Chapitre 22

Par Notsil

Ils avaient volé plusieurs jours, suivant les méandres de la rivière Is à l’est d’Orein. La forêt des Cargues se trouvait de l’autre côté des berges ; pour l’instant, ils allaient à vitesse réduite, désireux d’observer les lieux sans rater un détail important.

Nicoleï se contentait d’indiquer les directions de temps à autre, et ils corrigeaient alors leur cap. La berge sud de la rivière était peu peuplée ; seuls des animaux habitaient les plaines herbeuses, où de rares arbres isolés donnaient un peu de relief aux lieux.

Le troisième jour après leur départ, Nicoleï avait senti que les Vents obliquaient vers le nord. Ils avaient donc bondi au-dessus des flots avant de survoler l’immense forêt des Cargues. C’était l’un des avantages des Massiliens : pas besoin de pont ou de gué pour traverser une rivière, il suffisait de gagner les airs pour surmonter cet obstacle qui n’en était pas un.

Passer ses journées à se concentrer sur les Vents l’épuisait. C’était aussi la raison pour laquelle ils progressaient si lentement. Ils se posaient tôt, souvent en milieu d’après-midi, quand ils avaient repéré un lieu intéressant pour monter le campement. Le plus souvent, ils se contentaient de manger le pain et la viande séchée de leurs provisions. Parfois, ils trouvaient un buisson de myrtilles ; mais il était certain que si la situation perdurait, ils devraient s’arrêter dans un village refaire le plein de provisions. Enfin, s’ils en trouvaient, des villages, parce que le coin était plutôt désert.
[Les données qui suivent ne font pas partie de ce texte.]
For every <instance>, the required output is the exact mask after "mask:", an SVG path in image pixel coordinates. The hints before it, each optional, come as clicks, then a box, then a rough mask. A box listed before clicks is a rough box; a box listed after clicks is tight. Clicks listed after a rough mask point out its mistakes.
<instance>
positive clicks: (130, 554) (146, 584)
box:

Nicoleï était conscient d’être le plus jeune et le point faible du groupe. Les Messagers parlaient peu, et leur air préoccupé n’était pas pour le rassurer. Nicoleï était inquiet pour Axel. Est-ce qu’on le traitait bien ? Est-ce qu’il cherchait à s’échapper, à se libérer ? Après tout, Axel maitrisait le don du Feu. Et des Vents, même si son contrôle laissait à désirer. Sans compter qu’il était presque Émissaire, était capable de s’envoler, par rapport aux autres terrestres. S’évader serait facile, quand on y songeait ainsi. S’il ne l’avait pas fait… était-il drogué, torturé ? Nicoleï frissonna. Mieux valait éviter d’imaginer le pire.
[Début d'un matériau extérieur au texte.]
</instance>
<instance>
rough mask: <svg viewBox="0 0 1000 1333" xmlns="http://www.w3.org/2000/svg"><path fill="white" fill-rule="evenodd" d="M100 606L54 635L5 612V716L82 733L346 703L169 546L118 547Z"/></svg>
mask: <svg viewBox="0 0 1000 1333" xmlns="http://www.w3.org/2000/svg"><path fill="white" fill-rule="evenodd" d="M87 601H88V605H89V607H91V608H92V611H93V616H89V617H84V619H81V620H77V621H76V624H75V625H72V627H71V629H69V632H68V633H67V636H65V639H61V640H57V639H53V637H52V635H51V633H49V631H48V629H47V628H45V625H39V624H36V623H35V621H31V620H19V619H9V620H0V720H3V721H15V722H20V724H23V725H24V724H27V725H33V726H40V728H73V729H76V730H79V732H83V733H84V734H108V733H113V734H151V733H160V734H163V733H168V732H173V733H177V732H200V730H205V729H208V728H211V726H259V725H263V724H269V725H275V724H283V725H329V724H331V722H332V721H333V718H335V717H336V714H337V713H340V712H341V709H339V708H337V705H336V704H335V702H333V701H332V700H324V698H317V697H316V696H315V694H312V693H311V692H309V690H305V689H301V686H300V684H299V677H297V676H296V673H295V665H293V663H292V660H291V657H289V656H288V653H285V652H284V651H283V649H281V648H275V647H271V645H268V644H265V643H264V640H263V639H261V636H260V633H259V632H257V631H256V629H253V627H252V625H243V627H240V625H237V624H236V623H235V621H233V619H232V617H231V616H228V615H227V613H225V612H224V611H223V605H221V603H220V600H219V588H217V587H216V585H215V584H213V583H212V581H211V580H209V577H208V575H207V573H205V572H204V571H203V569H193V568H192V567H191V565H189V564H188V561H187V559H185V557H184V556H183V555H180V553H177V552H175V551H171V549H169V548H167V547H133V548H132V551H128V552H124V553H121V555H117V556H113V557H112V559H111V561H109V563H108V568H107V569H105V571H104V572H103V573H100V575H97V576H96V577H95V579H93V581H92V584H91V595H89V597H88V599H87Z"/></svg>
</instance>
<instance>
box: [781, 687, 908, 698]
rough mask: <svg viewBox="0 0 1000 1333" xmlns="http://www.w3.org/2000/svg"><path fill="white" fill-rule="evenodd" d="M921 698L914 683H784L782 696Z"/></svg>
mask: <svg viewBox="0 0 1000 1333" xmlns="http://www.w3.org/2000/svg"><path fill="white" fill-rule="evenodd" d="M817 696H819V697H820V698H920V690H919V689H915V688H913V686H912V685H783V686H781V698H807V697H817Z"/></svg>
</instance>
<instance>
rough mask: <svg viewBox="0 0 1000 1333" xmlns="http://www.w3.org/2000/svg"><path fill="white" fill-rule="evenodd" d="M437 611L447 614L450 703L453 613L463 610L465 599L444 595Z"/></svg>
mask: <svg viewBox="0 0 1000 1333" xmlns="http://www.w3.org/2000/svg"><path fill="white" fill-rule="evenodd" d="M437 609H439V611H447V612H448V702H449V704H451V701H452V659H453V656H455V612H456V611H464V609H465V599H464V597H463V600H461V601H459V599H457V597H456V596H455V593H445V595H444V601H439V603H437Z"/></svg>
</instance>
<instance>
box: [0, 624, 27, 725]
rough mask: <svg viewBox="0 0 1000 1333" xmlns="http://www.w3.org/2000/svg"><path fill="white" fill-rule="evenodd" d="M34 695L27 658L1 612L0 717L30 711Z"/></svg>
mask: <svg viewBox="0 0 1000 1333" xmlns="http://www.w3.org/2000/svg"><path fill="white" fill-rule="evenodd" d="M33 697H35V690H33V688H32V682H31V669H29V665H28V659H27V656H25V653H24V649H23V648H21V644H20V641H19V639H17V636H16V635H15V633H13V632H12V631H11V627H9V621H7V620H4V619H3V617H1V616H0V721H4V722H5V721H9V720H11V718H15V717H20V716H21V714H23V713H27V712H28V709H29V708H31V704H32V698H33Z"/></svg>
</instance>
— Tu te débrouilles très bien, Nicoleï.

Surpris, il redressa la tête. À la lueur des flammes de leur feu de camp, le Messager Ishim lui adressa un sourire.

— Merci, Messager.

— Roïk et Kyara sont entrés dans la forêt, dit le Messager Itzal. Pour l’instant, ils n’ont relevé aucune piste.

Sibéale, la panthère des neiges qui était un autre de ses Compagnons, était lovée près de lui. Nicoleï se demandait quel effet cela faisait, d’être Lié à plus d’un Compagnon. Assurément c’était un avantage, vu qu’ainsi, le Lié ne succombait pas lors de la mort de l’un de ses Compagnons, la présence des autres l’assurant de vivre. De fait, si chaque Émissaire se liait à deux Compagnons, il devait augmenter ses chances de survie.
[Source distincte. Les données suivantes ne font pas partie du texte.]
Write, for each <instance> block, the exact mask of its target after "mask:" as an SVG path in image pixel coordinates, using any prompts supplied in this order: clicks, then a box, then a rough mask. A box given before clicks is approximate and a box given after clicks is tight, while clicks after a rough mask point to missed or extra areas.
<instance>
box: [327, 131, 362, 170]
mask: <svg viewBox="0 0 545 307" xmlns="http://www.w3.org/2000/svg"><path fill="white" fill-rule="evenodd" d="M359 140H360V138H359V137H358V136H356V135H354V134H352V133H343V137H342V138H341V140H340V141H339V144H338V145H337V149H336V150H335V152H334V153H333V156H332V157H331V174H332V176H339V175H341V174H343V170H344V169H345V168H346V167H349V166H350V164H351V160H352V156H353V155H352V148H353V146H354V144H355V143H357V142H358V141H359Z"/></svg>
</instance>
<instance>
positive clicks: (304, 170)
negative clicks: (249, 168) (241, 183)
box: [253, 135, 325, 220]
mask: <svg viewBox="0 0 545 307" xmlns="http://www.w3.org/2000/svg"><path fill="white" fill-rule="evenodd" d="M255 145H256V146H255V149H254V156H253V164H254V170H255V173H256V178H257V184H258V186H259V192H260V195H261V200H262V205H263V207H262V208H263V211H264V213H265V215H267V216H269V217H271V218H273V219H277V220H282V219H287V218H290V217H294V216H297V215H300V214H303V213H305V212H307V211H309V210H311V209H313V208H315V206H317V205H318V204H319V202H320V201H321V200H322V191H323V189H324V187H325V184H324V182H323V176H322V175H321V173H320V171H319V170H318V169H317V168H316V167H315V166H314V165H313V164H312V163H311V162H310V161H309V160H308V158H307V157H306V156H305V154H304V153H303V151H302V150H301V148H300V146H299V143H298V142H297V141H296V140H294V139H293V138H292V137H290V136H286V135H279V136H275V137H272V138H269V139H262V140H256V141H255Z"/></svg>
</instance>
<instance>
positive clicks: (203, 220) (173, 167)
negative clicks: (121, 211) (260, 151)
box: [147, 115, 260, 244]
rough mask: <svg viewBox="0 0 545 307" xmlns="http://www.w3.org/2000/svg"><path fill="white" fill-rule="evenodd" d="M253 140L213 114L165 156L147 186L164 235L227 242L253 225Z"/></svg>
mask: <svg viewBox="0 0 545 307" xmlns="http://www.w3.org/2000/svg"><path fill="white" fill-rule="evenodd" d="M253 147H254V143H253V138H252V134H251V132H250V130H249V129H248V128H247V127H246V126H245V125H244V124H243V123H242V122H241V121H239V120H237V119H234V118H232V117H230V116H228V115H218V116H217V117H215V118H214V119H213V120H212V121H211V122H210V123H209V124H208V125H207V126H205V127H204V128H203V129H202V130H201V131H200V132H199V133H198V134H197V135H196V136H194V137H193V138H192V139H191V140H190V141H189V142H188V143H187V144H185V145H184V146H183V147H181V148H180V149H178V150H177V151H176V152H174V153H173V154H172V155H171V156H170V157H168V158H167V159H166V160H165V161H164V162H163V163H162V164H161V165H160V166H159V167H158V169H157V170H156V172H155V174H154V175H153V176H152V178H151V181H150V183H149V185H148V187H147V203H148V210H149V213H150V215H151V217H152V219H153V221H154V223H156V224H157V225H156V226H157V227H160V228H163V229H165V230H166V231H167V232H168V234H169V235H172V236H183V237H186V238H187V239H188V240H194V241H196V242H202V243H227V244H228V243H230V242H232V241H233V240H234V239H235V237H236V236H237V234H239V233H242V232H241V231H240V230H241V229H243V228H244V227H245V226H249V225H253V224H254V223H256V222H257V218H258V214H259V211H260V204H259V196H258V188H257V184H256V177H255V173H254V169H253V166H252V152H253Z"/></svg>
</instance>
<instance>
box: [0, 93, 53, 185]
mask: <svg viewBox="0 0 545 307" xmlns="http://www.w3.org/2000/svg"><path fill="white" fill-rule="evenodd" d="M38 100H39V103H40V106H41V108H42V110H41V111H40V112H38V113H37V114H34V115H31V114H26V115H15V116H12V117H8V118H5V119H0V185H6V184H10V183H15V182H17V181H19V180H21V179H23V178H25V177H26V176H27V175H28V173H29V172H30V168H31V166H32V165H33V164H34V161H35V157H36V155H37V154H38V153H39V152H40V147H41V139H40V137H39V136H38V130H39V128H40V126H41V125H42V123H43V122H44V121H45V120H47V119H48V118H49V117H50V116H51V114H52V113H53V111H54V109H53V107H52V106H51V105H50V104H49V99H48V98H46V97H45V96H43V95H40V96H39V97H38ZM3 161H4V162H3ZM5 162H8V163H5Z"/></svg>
Le phénix du Veilleur s’était éclipsé deux jours plus tôt, et les deux autres Compagnons du Messager Itzal restaient invisibles. L’autour de son Messager était perché sur un chêne solitaire, à quelques mètres d’eux.

— J’enverrai Otal survoler les lieux demain, déclara Ishim. Il est plus rapide, il nous tiendra informés s’il découvre quelque chose d’anormal.

Les décisions pour le lendemain arrêtées, il n’y avait plus grand-chose à faire. Nicoleï s’enroula dans ses ailes, satisfait qu’un tapis d’herbe le protège de la poussière, et ferma les yeux. Comme d’habitude, les Messagers s’occuperaient de monter la garde, à moins qu’ils ne se reposent sur leurs Compagnons. Vraiment, le Lien était pratique.

C’est en rêvant de sa propre quête de Compagnon que Nicoleï s’endormit.

*****

Ils s’éveillèrent à l’aube, comme chaque matin. Nicoleï s’étira longuement avant de rejoindre ses ainés pour l’échauffement matinal. La séquence des Envoyés était bien plus courte et moins complexe que celle des Émissaires ou des Messagers. Par rapports à leurs mouvements coulés, Nicoleï se sentait malhabile. Il n’en était que plus motivé à s’entrainer. Un jour, lui aussi aurait cette grâce mortelle.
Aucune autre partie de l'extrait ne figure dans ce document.